In the above example, the value of the someElement element is not a ·list· of ·length· 3; rather, it is a ·list· of ·length· 18.

When a datatype is ·derived· from a ·list· datatype, the following ·constraining facet·s apply:

  • ·length·
  • ·maxLength·
  • ·minLength·
  • ·enumeration·
  • ·pattern·
  • ·whiteSpace·

For each of ·length·, ·maxLength· and ·minLength·, the unit of length is measured in number of list items. The value of ·whiteSpace· is fixed to the value collapse.

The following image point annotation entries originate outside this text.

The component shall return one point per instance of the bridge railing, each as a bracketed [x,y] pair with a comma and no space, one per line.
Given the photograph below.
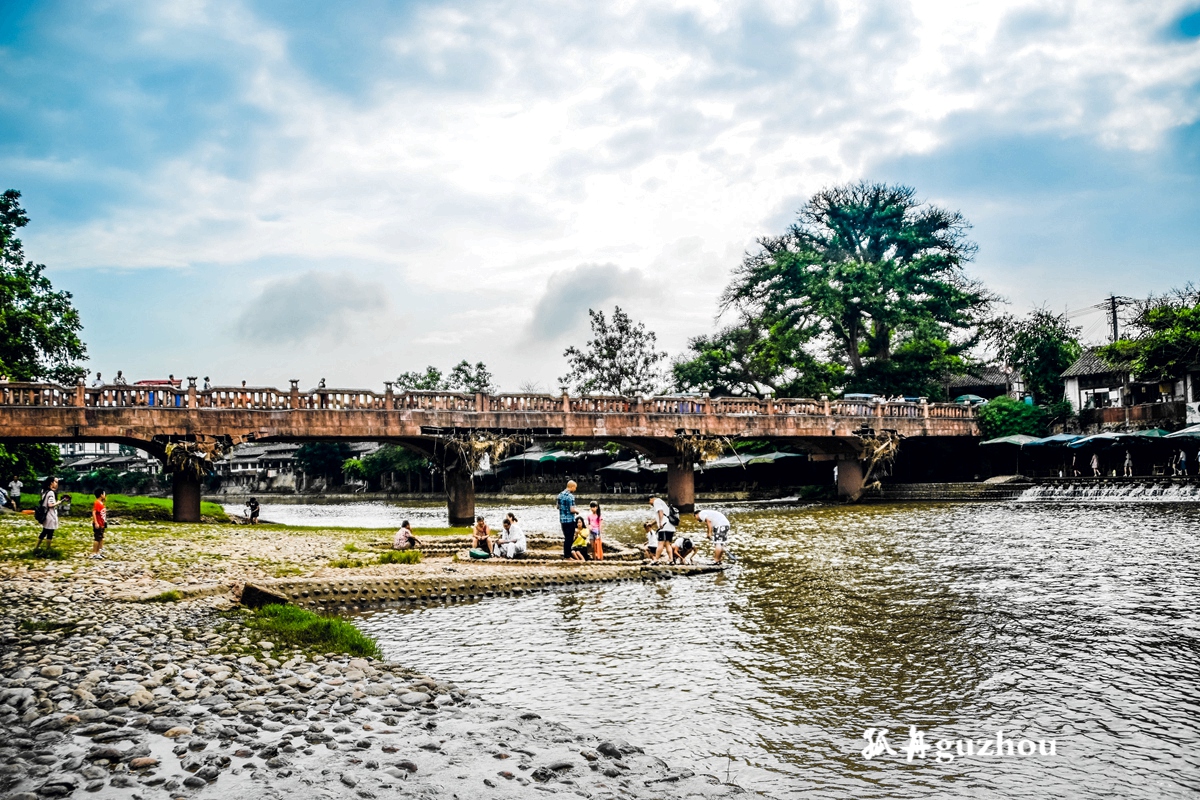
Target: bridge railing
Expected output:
[273,400]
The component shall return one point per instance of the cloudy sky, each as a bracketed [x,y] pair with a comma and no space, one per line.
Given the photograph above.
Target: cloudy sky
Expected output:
[282,190]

The canonical-lexical-representation for the ·list· datatype is defined as the lexical form in which each item in the ·list· has the canonical lexical representation of its ·itemType·.

2.5.1.3 Union datatypes

The ·value space· and ·lexical space· of a ·union· datatype are the union of the ·value space·s and ·lexical space·s of its ·memberTypes·. ·union· datatypes are always ·derived·. Currently, there are no ·built-in··union· datatypes.

Example

A prototypical example of a ·union· type is the maxOccurs attribute on the element element in XML Schema itself: it is a union of nonNegativeInteger and an enumeration with the single member, the string "unbounded", as shown below.

<attributeGroup name="occurs">

<attribute name="minOccurs" type="nonNegativeInteger"

default="1"/>

<attribute name="maxOccurs">

<simpleType>

<union>

<simpleType>

<restriction base='nonNegativeInteger'/>

</simpleType>

<simpleType>

<restriction base='string'>

<enumeration value='unbounded'/>

</restriction>

</simpleType>

</union>

</simpleType>

</attribute>

</attributeGroup>

Any number (greater than 1) of ·atomic· or ·list··datatype·s can participate in a ·union· type.

[Definition:] The datatypes that participate in the definition of a ·union· datatype are known as the memberTypes of that ·union· datatype.

The order in which the ·memberTypes· are specified in the definition (that is, the order of the <simpleType> children of the <union> element, or the order of the QNames in the memberTypes attribute) is significant. During validation, an element or attribute's value is validated against the ·memberTypes· in the order in which they appear in the definition until a match is found. The evaluation order can be overridden with the use of xsi:type.